I've kept this blog, on and off, since 2006. In 2015 I used it to chart daily encounters, images, thoughts and feelings about volcanic basalt/bluestone in Melbourne and Victoria, especially in the first part of the year. I plan to write a book provisionally titled Bluestone: An Emotional History, about human uses of and feelings for bluestone. But I am also working on quite a few other projects and a big grant application, especially now I am on research leave. I'm working mostly from home, then, for six months, and will need online sociability for company!


Friday, June 06, 2008

Friday Garter blogging: back to the source

When I told a medievalist friend I was starting work on the Order of the Garter, he said something like, "oh, so that's a real return for you!" And I swear, I honestly had to think for a moment before I remembered that the topic of my PhD was the poem Wynnere and Wastoure, which features a long description of a prince and a king, presumably the Black Prince and Edward III, wearing garter robes of various kinds, as you'll see.

The poem was written between 1352 and 1370 (the Order was founded in 1348), and features an allegorical debate between Winner and Waster, or the principles of providential saving and courtly largesse, though over the course of the debate, the opposition between these two terms becomes radically destabilised, and it becomes harder and harder to offer easy definitions. It's a poem about how to manage the royal budget, perhaps.

After a dream-introduction, the poet describes his vision of two armies gathered and ready to fight it out. But the scene looks more like a tournament, or some kind of pageantry, and he describes the prince and the king who appear on a cliff top, looking down on the action. The poem features the first translation of the Garter motto (Honi soit qui mal y pense) into English: "Hethyng haue the hathell that any harme thynkes". Hethyng is something like "contempt, scorn" rather than shame as such.

The language is tricky; it's mid-fourteenth century, from a corrupt mid-fifteenth-century manuscript, of mixed dialect. So just an extract will do, I'm sure.
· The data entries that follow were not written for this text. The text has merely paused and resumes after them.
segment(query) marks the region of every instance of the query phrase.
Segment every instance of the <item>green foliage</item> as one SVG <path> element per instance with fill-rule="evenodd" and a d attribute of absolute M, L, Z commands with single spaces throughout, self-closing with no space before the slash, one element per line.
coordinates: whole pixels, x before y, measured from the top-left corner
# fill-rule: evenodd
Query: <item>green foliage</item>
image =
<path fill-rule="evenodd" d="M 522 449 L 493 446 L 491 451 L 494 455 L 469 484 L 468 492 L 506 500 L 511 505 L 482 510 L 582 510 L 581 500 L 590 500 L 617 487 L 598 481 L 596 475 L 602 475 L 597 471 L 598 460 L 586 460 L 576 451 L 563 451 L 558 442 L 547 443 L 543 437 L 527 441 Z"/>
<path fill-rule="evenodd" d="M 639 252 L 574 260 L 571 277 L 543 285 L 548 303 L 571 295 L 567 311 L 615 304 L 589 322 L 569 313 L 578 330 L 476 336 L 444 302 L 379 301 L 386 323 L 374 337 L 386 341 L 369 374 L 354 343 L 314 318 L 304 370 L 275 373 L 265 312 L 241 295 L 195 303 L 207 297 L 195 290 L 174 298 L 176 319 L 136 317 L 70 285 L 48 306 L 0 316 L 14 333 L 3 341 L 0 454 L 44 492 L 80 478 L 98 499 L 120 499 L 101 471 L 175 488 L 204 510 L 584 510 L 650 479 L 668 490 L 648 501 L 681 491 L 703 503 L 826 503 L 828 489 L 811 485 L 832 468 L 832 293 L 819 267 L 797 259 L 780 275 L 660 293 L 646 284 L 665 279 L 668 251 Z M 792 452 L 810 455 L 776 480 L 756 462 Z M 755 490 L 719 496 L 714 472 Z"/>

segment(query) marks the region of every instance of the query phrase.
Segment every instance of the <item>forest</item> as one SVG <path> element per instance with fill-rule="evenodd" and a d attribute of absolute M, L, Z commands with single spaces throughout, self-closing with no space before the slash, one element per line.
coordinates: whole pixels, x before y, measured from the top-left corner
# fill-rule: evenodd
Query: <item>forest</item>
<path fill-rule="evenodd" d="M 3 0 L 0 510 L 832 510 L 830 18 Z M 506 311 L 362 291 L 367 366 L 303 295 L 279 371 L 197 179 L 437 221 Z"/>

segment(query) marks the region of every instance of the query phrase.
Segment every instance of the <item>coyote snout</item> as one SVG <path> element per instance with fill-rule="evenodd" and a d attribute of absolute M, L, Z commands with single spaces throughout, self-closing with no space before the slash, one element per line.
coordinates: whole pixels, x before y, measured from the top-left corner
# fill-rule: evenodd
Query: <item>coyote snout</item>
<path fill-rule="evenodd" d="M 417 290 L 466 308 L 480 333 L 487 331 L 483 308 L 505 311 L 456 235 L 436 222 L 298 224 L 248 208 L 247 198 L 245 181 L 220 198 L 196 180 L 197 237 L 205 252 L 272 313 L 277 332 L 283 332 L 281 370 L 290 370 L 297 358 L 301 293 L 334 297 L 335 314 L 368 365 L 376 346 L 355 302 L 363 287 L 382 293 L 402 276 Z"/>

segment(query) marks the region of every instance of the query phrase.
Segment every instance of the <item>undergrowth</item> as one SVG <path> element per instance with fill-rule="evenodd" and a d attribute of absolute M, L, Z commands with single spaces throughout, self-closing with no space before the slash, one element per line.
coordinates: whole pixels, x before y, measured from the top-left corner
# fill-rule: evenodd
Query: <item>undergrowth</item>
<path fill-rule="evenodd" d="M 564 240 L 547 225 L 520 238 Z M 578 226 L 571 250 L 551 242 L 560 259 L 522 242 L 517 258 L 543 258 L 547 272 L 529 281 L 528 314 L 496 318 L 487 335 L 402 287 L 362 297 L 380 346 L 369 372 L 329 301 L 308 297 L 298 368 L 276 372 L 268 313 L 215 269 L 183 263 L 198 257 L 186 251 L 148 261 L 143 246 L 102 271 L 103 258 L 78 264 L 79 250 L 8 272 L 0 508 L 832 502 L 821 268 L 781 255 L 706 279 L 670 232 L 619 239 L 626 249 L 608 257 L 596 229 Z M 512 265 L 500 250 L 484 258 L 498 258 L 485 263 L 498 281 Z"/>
I'm modernising yoghs and thorns, and also u and v. I'm also putting the key garter bits in bold type. The edition? Mine, of course. Ahem.

At the creste of a clyffe a caban was rerede [raised]
Alle raylede with rede the rofe and the sydes
With Ynglysse besantes full brighte betyn of golde
And ichone gayly umbygone with garters of inde [surrounded]
And iche a gartare of golde gerede full riche.
Then were th[er] wordes in the webbe werped of he[u], [worked in colour]
Payntted of plunket and poyntes bytwene [light blue]
That were fourmed full fayre appon fresche lettres
And all was it one sawe appon Ynglysse tonge, [saying, motto]
'Hethyng have the hathell that any harme thynkes'.
Now the kyng of this kythe kepe hym oure lorde!
... the poet describes a noble prince wearing the arms of the Prince of Wales...
And als I waytted withinn I was warre sone [peered]
Of a comliche kynge crowned with golde
Sett one a silken bynch with septure in honde,
One of the lovelyeste ledis whoso loveth hym in hert
That ever segge under sonn sawe with his eghne. [man] [eyes]
This kynge was comliche clade in kirtill and mantill,
Bery-brown was [the bleaunt] brouderede with fewlyes, [material] [embroidered] [birds]
Fawkons of fyne golde flakerande with wynges [flapping]
And ichone bare in ble blewe als me thought [blue material]
A grete gartare of ynde [gerede full riche]. [indigo] [adorned]
Fully fayly was that grete lorde girde in the myddis
A brighte belte of ble broudirde with fewles
With drakes and with dukkes daderande tham semede [quaking]
For ferdnes of fawkons fete lesse fawked thay were. [fear] [seized by falcons: falconed??]